Comment -- Figure 6: Discuss the results/significance from each panel individually as you did for previous figures. Also, what is the reasoning for the “reverse order of PARP-1 and SIRT-1 on the forskolin gel in E”. The order should be consistent to avoid misinterpretation of the data.
Action: -- As suggested by the reviewer we now discuss the results from each panel individually. However, we combined panels B+C and E+F, respectively, as in each pair of panels one panel shows original gels and the other presents the summarized data for all independent experiments.
The reasoning for the “reverse order” originated from an error in the gel loading plan for the experiments with primer set 2 (forskolin samples only); for consistency in the lab notes, we kept that loading scheme for all replicate experiments. To provide a consistent sample order for the readers, we now use a corrected (“cut-paste”) image for Figure 6E and include the original image in the Supplementary Materials.

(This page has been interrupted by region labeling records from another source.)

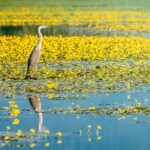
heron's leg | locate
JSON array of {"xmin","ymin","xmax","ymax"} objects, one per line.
[{"xmin": 25, "ymin": 66, "xmax": 35, "ymax": 79}]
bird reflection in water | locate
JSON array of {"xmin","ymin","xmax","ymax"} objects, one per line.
[{"xmin": 28, "ymin": 94, "xmax": 43, "ymax": 133}]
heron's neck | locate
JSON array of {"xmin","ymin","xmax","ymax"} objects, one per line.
[{"xmin": 37, "ymin": 29, "xmax": 42, "ymax": 47}]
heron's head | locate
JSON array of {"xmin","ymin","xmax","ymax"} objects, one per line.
[{"xmin": 39, "ymin": 25, "xmax": 48, "ymax": 29}]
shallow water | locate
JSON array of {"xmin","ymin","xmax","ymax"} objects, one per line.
[{"xmin": 0, "ymin": 88, "xmax": 150, "ymax": 150}]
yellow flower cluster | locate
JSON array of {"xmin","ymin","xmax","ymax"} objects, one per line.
[
  {"xmin": 0, "ymin": 36, "xmax": 150, "ymax": 65},
  {"xmin": 0, "ymin": 7, "xmax": 150, "ymax": 31}
]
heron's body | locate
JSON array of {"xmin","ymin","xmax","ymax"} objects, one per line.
[{"xmin": 25, "ymin": 26, "xmax": 47, "ymax": 79}]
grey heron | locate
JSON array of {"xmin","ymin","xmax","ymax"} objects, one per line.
[{"xmin": 25, "ymin": 25, "xmax": 48, "ymax": 79}]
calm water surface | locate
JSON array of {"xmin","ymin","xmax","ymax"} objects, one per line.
[{"xmin": 0, "ymin": 91, "xmax": 150, "ymax": 150}]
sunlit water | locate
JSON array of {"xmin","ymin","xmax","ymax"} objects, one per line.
[{"xmin": 0, "ymin": 90, "xmax": 150, "ymax": 150}]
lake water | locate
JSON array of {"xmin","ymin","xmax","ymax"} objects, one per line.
[
  {"xmin": 0, "ymin": 25, "xmax": 150, "ymax": 150},
  {"xmin": 0, "ymin": 90, "xmax": 150, "ymax": 150}
]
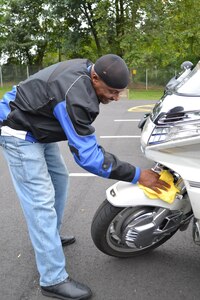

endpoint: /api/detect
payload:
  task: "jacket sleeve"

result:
[54,101,140,183]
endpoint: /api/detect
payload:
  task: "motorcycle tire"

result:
[91,199,178,258]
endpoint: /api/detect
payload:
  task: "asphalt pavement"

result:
[0,100,200,300]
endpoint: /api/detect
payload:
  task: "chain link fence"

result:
[0,65,177,90]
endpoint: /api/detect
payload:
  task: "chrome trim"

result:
[189,181,200,188]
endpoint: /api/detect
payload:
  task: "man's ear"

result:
[91,69,100,83]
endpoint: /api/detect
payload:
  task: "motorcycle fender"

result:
[106,181,190,211]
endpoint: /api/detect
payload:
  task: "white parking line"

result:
[114,119,140,122]
[69,173,96,177]
[100,135,140,139]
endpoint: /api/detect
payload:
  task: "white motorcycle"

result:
[91,62,200,257]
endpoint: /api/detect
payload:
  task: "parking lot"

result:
[0,100,200,300]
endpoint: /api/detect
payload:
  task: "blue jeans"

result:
[0,136,68,286]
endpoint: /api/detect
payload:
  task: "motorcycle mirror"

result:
[181,61,193,70]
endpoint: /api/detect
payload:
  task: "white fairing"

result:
[106,181,190,212]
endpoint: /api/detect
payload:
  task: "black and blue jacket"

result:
[0,59,140,183]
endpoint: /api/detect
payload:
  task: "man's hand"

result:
[138,169,170,194]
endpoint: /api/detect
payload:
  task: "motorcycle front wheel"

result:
[91,200,177,258]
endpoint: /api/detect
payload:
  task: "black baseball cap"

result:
[94,54,129,89]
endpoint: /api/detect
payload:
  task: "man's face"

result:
[92,73,124,104]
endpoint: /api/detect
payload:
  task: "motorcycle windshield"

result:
[174,62,200,97]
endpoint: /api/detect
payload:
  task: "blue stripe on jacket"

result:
[0,86,17,122]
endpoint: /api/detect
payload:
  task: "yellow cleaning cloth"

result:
[138,170,179,203]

Comment -- Preliminary data testing the potential inhibitory effects of PARP-1 inhibitors on ER+ breast cancer cell lines would significantly strengthen the authors’ conclusions.

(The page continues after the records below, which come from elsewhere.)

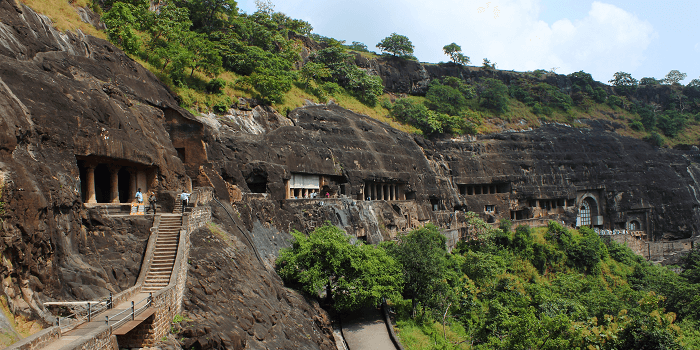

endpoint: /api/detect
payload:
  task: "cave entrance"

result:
[117,168,132,203]
[95,164,112,203]
[246,175,267,193]
[577,196,601,226]
[629,220,642,231]
[288,173,322,199]
[76,156,158,204]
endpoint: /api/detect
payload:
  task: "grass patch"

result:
[0,295,42,345]
[20,0,107,40]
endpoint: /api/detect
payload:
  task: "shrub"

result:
[425,82,467,115]
[646,132,666,147]
[205,78,226,94]
[630,120,644,131]
[479,78,508,113]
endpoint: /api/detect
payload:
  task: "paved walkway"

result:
[342,308,396,350]
[41,293,148,350]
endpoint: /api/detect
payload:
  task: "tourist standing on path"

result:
[180,191,190,213]
[134,187,143,204]
[148,191,158,215]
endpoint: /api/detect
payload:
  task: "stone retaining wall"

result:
[600,234,700,265]
[118,202,211,347]
[5,326,61,350]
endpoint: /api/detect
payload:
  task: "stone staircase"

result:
[173,196,182,214]
[141,214,182,293]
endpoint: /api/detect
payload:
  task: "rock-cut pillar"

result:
[109,165,121,203]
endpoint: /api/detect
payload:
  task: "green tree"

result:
[384,224,450,315]
[182,32,222,77]
[277,224,403,311]
[479,78,508,113]
[301,62,331,88]
[481,58,496,70]
[347,41,369,52]
[442,43,470,65]
[377,33,413,57]
[608,72,637,86]
[239,68,295,103]
[142,4,192,50]
[687,79,700,89]
[639,77,661,85]
[102,2,141,54]
[425,81,467,115]
[662,69,688,85]
[174,0,238,33]
[345,65,384,107]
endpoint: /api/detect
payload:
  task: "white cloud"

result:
[256,0,656,81]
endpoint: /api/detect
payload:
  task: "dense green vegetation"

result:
[97,0,383,112]
[278,217,700,349]
[93,0,700,146]
[277,224,403,311]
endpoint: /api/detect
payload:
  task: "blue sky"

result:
[239,0,700,84]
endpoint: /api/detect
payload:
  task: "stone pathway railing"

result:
[7,187,211,350]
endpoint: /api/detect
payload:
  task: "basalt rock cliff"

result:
[0,0,334,348]
[0,0,700,349]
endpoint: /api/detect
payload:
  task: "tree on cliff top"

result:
[608,72,637,86]
[277,224,403,311]
[662,69,688,85]
[377,33,413,57]
[442,43,470,65]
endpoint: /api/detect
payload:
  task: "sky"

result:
[238,0,700,84]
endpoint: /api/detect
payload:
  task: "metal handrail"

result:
[56,293,114,333]
[105,293,153,328]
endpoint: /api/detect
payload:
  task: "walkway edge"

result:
[382,301,404,350]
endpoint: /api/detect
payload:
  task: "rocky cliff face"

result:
[0,0,334,349]
[0,0,193,320]
[196,105,700,241]
[0,0,700,349]
[175,207,335,349]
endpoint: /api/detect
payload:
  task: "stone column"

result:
[127,168,137,202]
[109,165,122,203]
[85,164,97,203]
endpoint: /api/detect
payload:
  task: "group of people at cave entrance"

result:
[134,187,192,215]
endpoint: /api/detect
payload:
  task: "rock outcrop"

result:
[0,0,700,349]
[0,0,334,349]
[0,0,188,322]
[175,207,335,350]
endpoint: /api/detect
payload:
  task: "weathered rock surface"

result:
[194,105,700,239]
[0,0,188,322]
[177,207,335,349]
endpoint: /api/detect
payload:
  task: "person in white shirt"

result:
[134,187,143,204]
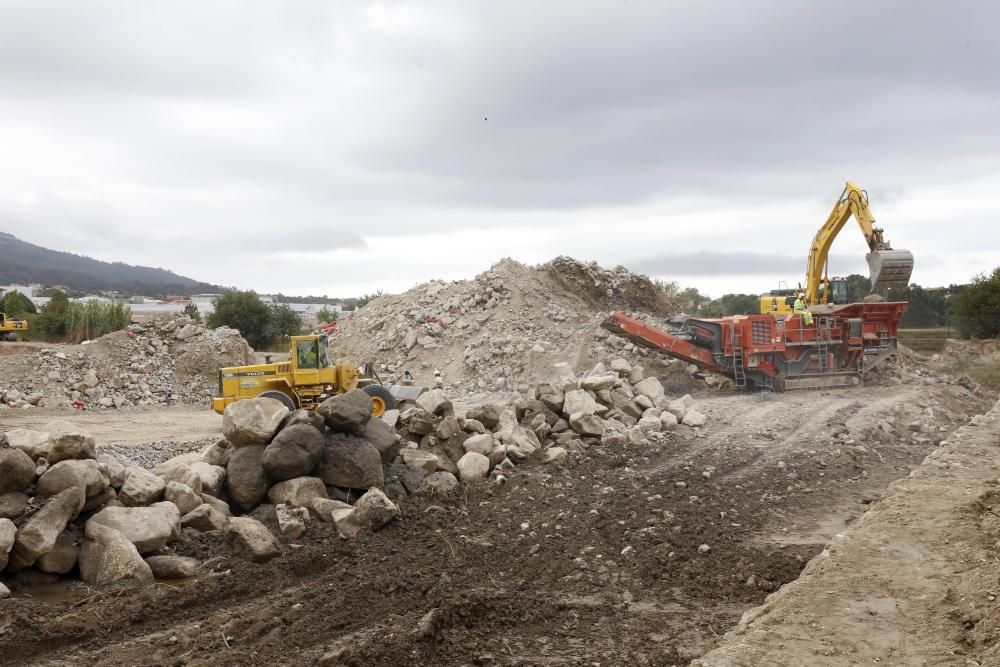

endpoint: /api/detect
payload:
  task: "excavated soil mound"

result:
[330,257,677,392]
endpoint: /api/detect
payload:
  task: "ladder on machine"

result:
[730,322,747,387]
[816,317,830,373]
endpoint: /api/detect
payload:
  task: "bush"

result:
[208,291,272,348]
[267,303,302,342]
[0,290,38,319]
[316,306,337,324]
[184,303,201,322]
[31,290,69,340]
[952,267,1000,338]
[65,301,132,343]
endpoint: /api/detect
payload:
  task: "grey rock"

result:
[222,398,289,449]
[316,389,372,435]
[226,445,271,511]
[316,433,385,489]
[261,424,323,481]
[0,447,35,494]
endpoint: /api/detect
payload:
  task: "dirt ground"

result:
[0,405,222,445]
[0,376,993,665]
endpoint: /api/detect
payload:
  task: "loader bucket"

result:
[865,250,913,295]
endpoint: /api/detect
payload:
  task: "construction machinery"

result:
[0,313,28,342]
[212,335,398,416]
[760,181,913,314]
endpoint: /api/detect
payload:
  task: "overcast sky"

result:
[0,0,1000,296]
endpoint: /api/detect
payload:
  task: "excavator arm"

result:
[805,181,913,305]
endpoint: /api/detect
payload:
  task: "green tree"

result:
[32,290,69,340]
[952,267,1000,338]
[184,303,201,322]
[0,290,38,318]
[208,290,271,348]
[268,303,302,342]
[698,294,760,317]
[316,306,337,324]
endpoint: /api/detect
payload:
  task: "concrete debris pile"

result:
[331,257,677,392]
[386,358,707,490]
[0,316,252,409]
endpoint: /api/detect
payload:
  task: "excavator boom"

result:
[806,181,913,305]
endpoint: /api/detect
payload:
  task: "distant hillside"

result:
[0,232,222,296]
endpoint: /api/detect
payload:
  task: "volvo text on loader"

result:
[0,313,28,342]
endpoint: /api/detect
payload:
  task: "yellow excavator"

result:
[0,313,28,342]
[760,181,913,314]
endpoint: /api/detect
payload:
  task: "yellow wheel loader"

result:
[0,313,28,342]
[212,336,396,417]
[760,181,913,315]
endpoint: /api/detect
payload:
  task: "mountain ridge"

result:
[0,232,223,296]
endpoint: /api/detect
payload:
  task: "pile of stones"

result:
[386,358,707,488]
[0,315,253,409]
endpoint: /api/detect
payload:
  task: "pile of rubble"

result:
[0,315,253,409]
[331,257,677,393]
[386,358,707,497]
[0,358,706,597]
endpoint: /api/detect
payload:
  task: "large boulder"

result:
[181,503,229,532]
[456,452,490,482]
[36,459,111,498]
[6,428,49,461]
[36,525,82,574]
[0,491,28,520]
[633,377,664,401]
[278,408,324,433]
[562,389,601,417]
[226,516,280,563]
[153,462,203,493]
[9,486,87,569]
[316,433,385,489]
[45,421,97,464]
[316,389,372,435]
[569,412,604,437]
[222,398,289,448]
[420,471,458,495]
[465,403,503,431]
[416,389,452,415]
[261,423,323,481]
[163,482,201,516]
[226,445,271,510]
[365,419,402,463]
[118,466,167,507]
[0,447,35,494]
[80,521,153,586]
[354,489,399,530]
[0,519,17,571]
[267,477,328,507]
[185,461,228,497]
[87,502,181,553]
[402,448,440,473]
[146,556,205,579]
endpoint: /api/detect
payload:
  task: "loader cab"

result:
[819,278,847,306]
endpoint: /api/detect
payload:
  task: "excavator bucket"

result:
[865,250,913,295]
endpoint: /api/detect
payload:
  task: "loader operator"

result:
[792,292,812,327]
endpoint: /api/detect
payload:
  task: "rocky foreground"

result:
[0,359,705,596]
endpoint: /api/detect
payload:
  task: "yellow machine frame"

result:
[212,336,378,415]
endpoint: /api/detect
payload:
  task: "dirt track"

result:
[0,385,991,665]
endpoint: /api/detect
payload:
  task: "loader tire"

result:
[257,390,298,412]
[361,384,396,417]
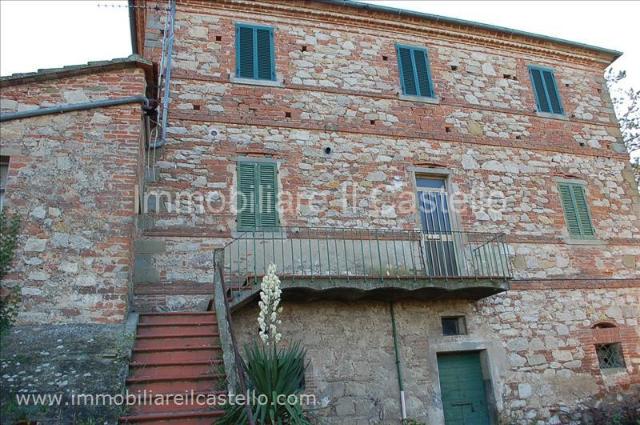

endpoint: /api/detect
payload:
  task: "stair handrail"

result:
[213,249,255,425]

Action: -- In principle we agree with the reviewer. However, we hope that the reviewer accepts that this would be a major additional effort, worth to be done in future work.
As almost all ER+ breast cancer cells do not express enough aromatase to support their own growth, they are dependent on systemic supply or BAFs, which express high levels of aromatase. This lack of (sufficient) own aromatase expression makes most ER+ breast cancer cell lines dependent on estrogen added to the medium. Concerning the proposed experiment(s), this would require co-cultures of breast cancer cell lines with BAFs or working with BAF-conditioned media on the cancer cell lines. Both systems would require a considerable amount of setup-time to be conducted properly.
Reviewer 3 Report
In this manuscript, A. Kaiser and coworkers identified a rare single variant in aromatase promoter which reduces its activity. Furthermore, they proposed the mechanism involved in this reduction. Thus PARP-1 seems to be a key regulator in this promoter activity.
The authors first discussed the mechanism of action and proposed the use of PARP-1 inhibitors as a new treatment aproach to reduce aromatase expression in peritumoral tissue, not only in ER-negative breast cancers but also in ER-positive.
The overall study is well organized and thus I support acceptance of this work.
Author Response
The authors thank this reviewer for her/his critical evaluation of the manuscript.
Round 2
Reviewer 1 Report
The Authors addressed the Reviewer's suggestion.